Driverless Cars Will Compete -- But Only With Each Other -- In Formula E Races
Formula E racing pits single-seat electric cars against each other in high-speed track competition, but the cars -- aside from their powertrain -- are conventional enough, complete with a steering wheel and a human at the wheel. Now, though, the Formula E series will also incorporate self-driving cars. From the article: Ten teams, each with two cars, will square off against each other in hour-long races on the same circuits that the Formula E cars will hurtle around. The cars will be the same as the next in order to get the teams’ developers to focus on creating better algorithms and artificial intelligence to win. It takes inspiration from how the Formula E teams were required to run the same cars in the event’s debut season, which meant there was more focus on the development of battery technology.
The winning team will use Rust to program their car.
It is a systems programming language so it can be used for systems like artificial intelligence driving a car.
It is blazingly fast which is what you need when driving fast.
It prevents segfaults which is good because you don't want a segfault when you are driving!
It guarantees thread safety which means the fabric on the seats of the car will remain clean and intact.
It has zero-cost abstractions which will keep the price of the car down.
It has move semantics which is just what you want from a car: movement!
It has guaranteed memory safety which is good because you don't want your car to forget where it is.

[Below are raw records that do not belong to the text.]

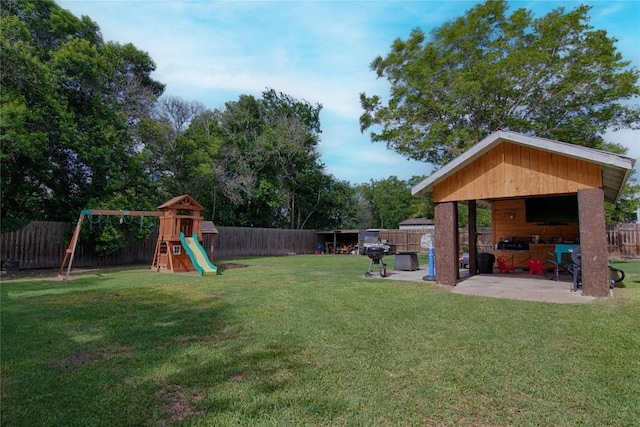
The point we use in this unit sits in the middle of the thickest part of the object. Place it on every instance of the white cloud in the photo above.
(320, 52)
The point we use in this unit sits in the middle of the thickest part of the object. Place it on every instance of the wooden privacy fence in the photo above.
(42, 244)
(236, 242)
(409, 240)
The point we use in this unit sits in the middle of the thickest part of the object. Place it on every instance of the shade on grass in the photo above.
(308, 340)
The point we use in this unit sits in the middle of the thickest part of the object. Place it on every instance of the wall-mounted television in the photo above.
(552, 210)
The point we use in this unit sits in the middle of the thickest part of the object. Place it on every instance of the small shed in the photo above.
(520, 176)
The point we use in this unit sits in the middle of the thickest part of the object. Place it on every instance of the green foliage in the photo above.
(554, 77)
(390, 202)
(109, 234)
(70, 104)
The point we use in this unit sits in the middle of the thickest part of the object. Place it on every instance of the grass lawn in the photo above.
(308, 340)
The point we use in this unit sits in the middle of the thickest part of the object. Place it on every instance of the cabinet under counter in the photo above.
(519, 259)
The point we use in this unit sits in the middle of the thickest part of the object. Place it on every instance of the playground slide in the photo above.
(198, 255)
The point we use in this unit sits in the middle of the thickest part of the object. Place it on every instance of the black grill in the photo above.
(512, 246)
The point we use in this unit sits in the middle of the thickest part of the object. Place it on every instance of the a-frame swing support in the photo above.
(70, 252)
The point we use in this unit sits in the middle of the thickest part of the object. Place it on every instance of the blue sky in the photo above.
(318, 51)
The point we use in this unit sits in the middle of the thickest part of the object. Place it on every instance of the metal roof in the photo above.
(615, 168)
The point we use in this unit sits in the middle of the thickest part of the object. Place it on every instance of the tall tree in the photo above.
(390, 202)
(69, 107)
(554, 77)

It has threads without data races which is critical because it means that there can be no data racism because there are no races.
It has trait-based generics which are good because they mean that, generically speaking, the car has good traits.
It has pattern matching which is very important because the car needs to differentiate between what is road and what is not road.
It has type inference which is good to have because it can infer what is road and what is not road.
It has minimal runtime which is totally what you want in a race: you want to run it in the shortest time possible!
It has efficient C bindings which means it's as fast as C because most Rust code actually gets written in C and then glued together using Rust because C is a much more useful, efficient, and faster programming language than Rust is.